Theft occurs when a person takes items that are owned by another person without the owner’s consent. The items taken must have an owner. The items taken do not have to be of value. Theft is defined in section 322 of the Criminal Code.
It is not theft to take items which have been abandoned or have no owner. This includes items that have been thrown in the garbage. Note that it is unlikely that items of value are abandoned or ownerless. For example, if you remove empty bottles from someone’s property without their consent, this can be considered theft.
If a person intends to steal items and starts to do so, without completing the act, they can be charged with theft.
In order to be convicted of theft, a Crown prosecutor must prove all of the essential elements of the offence beyond a reasonable doubt. This means the Crown prosecutor must demonstrate that (a) the person took or converted (legalese for changed) the goods and (b) that they intended to take the items from the owner.
If a person is charged with theft, they may raise a defence in court if they plead not guilty. One defence may be that the person honestly believed that the goods belonged to them, known as the defence of “colour of right”. If you are charged with theft, you should obtain legal advice as soon as possible to determine if you have a defence.
Not returning borrowed items would be considered theft. Borrowed items are items that were lent to a person with the owner’s consent. If these items were not returned to the original owner, this would be theft. For example, if a boss gives an employee balloons to hand out to customers, the employee can be charged with theft if they keep the leftover balloons. Another example of theft is where a person borrows a friend’s car and does not return it.
If a person borrows an item and changes its condition before returning it, they can be charged with theft by conversion. This means that the items were altered or changed while a person, other than the owner of the item, had the items in their possession.

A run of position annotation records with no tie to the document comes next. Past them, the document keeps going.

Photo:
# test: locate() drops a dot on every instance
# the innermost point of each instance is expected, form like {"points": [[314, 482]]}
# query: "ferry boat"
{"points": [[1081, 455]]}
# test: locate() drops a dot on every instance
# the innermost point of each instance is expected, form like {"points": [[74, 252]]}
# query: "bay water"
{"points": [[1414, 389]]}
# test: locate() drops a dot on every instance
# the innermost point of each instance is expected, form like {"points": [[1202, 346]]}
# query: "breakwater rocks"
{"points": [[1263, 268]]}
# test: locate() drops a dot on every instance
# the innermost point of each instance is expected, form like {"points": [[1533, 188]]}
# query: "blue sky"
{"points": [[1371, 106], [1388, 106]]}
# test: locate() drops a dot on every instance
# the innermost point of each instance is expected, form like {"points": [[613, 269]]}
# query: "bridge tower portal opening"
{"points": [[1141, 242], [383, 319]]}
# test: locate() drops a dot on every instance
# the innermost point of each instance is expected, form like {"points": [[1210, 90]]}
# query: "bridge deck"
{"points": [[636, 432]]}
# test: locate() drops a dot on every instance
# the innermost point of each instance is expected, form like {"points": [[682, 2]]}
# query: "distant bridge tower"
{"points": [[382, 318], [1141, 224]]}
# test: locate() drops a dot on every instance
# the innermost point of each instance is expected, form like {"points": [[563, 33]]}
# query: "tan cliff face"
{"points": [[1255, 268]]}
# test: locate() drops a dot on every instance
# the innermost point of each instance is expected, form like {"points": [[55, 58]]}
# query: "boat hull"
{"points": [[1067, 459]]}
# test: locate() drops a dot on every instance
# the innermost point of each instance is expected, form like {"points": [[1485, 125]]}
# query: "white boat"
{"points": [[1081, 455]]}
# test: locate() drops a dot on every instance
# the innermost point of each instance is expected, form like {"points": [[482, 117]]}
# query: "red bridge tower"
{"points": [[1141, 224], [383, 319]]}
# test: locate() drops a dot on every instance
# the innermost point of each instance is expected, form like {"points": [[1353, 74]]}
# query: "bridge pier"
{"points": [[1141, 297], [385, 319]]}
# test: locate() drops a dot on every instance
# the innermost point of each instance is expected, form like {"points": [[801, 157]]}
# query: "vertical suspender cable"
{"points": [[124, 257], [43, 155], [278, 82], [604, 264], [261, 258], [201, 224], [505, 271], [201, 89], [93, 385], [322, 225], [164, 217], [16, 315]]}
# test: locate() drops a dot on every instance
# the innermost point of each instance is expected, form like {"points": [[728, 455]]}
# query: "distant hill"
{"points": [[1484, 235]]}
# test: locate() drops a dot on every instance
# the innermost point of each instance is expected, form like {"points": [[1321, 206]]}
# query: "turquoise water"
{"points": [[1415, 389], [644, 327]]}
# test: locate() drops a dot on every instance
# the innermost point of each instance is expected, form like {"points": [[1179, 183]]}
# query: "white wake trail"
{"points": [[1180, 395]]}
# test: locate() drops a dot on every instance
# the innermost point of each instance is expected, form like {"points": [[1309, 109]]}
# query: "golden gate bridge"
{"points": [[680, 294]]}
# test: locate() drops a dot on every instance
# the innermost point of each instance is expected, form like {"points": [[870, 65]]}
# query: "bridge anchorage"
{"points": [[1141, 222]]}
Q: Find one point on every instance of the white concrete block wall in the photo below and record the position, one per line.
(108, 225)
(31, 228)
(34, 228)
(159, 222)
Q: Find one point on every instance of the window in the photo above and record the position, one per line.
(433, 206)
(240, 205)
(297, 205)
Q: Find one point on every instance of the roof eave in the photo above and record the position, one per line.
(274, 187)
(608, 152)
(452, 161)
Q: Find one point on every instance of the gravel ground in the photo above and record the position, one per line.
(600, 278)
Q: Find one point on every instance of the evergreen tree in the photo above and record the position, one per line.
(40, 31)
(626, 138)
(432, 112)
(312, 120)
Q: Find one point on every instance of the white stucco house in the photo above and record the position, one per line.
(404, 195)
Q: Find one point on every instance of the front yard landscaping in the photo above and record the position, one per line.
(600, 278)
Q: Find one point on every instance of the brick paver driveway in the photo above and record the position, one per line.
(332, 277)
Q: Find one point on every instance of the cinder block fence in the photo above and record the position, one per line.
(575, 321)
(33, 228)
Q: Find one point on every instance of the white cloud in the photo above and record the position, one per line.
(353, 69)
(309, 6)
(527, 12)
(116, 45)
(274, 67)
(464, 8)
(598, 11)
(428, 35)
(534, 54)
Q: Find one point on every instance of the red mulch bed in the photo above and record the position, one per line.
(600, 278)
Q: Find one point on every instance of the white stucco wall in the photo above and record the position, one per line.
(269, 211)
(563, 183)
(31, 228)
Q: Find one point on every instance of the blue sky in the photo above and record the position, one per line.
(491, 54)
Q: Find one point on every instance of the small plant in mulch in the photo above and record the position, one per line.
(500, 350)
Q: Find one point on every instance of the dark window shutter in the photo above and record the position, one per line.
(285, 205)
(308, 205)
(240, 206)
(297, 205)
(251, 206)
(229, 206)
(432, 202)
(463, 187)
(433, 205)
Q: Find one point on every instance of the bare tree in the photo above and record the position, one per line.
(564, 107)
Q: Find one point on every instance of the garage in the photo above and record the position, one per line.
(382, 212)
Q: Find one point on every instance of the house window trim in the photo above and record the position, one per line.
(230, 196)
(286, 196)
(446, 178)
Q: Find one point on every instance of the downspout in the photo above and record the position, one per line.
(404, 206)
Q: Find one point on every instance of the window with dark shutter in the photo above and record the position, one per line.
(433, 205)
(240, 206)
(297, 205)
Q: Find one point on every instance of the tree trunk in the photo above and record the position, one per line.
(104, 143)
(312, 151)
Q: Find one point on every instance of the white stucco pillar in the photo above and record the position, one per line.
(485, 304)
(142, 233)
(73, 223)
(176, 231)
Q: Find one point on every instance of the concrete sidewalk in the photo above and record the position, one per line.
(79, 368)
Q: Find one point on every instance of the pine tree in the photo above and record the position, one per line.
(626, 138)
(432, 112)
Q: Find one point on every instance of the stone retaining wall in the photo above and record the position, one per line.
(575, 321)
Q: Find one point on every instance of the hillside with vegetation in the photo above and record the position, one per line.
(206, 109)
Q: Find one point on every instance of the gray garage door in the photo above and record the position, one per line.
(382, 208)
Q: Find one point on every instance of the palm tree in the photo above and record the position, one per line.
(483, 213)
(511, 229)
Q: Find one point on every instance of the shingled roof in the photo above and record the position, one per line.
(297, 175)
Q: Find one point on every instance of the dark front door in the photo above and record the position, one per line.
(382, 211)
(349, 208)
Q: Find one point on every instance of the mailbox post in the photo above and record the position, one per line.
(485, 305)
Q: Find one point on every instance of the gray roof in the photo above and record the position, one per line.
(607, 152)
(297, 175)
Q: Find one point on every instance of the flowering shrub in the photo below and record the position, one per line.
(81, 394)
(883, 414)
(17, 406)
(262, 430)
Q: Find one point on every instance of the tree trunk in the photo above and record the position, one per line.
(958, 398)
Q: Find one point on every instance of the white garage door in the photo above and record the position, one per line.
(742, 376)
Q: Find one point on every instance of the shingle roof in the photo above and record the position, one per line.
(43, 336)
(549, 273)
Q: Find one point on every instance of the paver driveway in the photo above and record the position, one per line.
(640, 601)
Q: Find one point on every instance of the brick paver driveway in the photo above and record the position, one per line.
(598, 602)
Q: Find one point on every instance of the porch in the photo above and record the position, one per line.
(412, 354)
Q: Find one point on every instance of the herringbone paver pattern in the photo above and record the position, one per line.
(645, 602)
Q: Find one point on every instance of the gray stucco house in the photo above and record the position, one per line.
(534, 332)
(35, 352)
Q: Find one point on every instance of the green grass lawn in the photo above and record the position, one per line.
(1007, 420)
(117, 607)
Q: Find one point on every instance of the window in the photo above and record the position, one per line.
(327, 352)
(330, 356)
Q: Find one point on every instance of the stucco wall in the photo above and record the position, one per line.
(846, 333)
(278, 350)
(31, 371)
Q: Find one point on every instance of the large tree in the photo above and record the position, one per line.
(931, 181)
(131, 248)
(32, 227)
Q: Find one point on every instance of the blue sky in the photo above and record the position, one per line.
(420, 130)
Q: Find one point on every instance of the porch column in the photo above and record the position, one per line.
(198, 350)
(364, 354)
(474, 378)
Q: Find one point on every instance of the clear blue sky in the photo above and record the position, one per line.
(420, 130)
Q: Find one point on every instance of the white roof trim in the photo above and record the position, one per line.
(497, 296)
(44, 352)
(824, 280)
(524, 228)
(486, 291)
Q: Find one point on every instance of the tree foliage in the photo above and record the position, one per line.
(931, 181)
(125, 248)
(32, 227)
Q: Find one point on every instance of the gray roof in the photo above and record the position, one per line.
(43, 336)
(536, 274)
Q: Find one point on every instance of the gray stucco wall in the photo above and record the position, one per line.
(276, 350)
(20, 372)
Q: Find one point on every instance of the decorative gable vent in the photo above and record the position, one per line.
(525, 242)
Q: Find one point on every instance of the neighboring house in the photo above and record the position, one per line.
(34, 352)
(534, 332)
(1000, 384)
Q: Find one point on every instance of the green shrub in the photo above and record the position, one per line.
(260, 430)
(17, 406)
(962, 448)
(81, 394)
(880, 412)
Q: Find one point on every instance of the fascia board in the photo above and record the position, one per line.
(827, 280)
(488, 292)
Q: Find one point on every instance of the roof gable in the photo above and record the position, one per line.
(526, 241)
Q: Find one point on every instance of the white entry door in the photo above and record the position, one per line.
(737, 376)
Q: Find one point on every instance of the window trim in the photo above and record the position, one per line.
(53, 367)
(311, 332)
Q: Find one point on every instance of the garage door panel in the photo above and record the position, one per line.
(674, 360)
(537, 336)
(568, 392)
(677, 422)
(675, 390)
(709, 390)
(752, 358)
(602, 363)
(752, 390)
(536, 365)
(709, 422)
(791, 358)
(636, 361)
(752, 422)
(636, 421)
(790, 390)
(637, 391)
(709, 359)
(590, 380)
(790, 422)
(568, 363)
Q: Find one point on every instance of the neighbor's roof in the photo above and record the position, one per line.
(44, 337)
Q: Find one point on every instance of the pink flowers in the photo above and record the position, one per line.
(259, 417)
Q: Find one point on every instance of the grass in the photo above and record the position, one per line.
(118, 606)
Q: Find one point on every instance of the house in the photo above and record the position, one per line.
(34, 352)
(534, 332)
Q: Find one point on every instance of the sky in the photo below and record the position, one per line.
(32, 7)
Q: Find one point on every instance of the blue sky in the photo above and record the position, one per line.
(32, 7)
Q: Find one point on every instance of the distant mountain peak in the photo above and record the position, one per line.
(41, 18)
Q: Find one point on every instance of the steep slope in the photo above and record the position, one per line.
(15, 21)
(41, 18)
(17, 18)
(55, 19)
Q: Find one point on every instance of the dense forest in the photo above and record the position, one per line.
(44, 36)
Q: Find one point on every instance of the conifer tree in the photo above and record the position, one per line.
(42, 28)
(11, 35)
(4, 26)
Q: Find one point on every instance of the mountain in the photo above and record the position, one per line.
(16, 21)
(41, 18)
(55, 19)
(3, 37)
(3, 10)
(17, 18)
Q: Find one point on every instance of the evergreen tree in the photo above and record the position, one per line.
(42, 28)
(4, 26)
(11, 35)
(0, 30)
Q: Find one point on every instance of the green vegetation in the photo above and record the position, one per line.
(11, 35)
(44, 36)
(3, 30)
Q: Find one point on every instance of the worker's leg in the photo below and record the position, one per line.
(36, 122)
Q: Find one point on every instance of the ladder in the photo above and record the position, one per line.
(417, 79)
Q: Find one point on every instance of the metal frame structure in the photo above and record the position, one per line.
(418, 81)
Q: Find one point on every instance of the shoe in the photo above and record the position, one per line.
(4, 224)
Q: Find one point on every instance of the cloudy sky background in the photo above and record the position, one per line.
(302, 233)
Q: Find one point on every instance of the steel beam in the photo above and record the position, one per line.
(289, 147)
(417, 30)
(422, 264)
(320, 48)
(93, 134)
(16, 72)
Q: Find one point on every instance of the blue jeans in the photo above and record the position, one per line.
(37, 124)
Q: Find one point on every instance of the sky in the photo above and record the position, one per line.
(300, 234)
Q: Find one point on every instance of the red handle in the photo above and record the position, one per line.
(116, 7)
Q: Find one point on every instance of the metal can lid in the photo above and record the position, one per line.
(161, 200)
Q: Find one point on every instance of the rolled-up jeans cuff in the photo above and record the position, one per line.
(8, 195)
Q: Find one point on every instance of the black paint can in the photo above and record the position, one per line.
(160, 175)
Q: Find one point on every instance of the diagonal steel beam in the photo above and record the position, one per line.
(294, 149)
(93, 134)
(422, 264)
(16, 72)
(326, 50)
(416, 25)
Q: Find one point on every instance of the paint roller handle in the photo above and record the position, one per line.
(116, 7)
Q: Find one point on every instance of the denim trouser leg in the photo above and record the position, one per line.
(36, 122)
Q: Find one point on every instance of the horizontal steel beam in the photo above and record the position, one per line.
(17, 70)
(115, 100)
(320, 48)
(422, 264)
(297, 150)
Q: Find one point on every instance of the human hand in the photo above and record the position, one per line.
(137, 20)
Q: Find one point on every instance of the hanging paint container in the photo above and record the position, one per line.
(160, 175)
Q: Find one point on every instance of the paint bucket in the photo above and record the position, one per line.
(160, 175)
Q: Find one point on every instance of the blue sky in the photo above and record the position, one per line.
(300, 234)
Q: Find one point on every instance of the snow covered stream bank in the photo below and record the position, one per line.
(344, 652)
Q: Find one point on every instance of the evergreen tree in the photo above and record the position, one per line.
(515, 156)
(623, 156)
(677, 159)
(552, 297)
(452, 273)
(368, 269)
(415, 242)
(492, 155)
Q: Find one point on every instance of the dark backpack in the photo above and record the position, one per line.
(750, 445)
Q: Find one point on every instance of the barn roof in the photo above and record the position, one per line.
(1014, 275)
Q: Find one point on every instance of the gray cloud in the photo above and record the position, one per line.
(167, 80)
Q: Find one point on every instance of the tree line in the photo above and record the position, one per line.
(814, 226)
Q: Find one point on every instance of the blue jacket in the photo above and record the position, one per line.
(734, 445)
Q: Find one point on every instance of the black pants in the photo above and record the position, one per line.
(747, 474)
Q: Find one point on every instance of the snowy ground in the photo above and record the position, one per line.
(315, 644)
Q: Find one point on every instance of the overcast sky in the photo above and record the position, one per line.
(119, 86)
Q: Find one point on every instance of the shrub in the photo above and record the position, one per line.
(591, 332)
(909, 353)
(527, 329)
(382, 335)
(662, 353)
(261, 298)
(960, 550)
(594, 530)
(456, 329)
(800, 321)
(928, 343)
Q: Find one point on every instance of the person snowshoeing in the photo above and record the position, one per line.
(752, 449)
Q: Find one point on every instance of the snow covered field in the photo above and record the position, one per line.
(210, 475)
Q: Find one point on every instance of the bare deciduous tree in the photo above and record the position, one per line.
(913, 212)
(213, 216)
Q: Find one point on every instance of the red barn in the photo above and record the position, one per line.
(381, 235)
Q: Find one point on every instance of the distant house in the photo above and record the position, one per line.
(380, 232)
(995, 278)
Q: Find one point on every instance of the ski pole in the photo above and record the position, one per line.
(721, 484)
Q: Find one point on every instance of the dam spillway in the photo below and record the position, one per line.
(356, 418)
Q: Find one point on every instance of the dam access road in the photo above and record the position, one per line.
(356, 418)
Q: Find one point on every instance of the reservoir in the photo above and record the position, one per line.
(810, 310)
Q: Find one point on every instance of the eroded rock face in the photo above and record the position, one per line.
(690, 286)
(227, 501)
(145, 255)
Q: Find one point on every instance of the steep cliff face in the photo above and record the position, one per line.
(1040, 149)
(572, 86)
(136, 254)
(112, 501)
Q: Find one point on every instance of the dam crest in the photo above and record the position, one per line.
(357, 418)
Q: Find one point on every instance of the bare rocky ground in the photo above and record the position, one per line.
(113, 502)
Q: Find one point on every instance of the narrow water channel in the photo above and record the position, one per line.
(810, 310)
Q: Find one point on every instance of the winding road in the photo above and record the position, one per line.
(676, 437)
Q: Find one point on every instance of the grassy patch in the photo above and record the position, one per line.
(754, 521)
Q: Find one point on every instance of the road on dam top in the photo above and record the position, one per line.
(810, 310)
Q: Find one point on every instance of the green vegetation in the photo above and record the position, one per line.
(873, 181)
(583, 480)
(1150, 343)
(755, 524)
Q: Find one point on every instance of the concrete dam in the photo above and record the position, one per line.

For example, if a person borrows their friend’s car (with the friend’s consent) and they return the car with damage to the car, they can be charged with theft by conversion. Similarly, if a bank makes an error and deposits $500.00 into a bank account and the owner of the account takes the money out (knowing that it is not theirs); they can be charged with theft by conversion. If the person was not aware that the bank made the error and they advise them of the error later, they can be charged with theft if they refuse to pay the $500.00 back to the bank.
The most common type of theft is shoplifting. Shoplifting occurs when a person takes items out of a store without paying for them. This includes eating food from a grocery store without paying for it first.
Shoplifting includes instances where a person intends to steal items but has not removed the items from the store yet. For example, if a security guard at a store believes that a person has shoplifted and prevents them from leaving the store, that person can be charged with theft (or attempted theft), even though they have not left the store yet. A person can also be charged with theft regardless of whether they make an effort to conceal the stolen items or not.
The penalties for a theft conviction are dependent on the value of the items that were taken, pursuant to section 334 of the Criminal Code;
If a person is convicted of theft of items with a value of less than $5,000.00, they may be given an absolute discharge, a conditional discharge, or probation. It is up to a court to determine what type of sentence is appropriate, depending on the circumstances.
First-time offenders, who have stolen items with a value less than $5,000.00, may qualify for the Alternative Measures Program. In order to participate in the Program, the offender must take responsibility for the crime they are charged with and consent to participate in the program. Successful candidates will have to enter into an agreement where they will engage in community service, participate in a specific program or provide a donation to a charity. It is up to a Crown prosecutor to decide if the Program is appropriate for the offender and in some instances, second-time offenders can be considered. If an individual is accepted into the program, the Crown will withdraw the charges following successful completion of the program.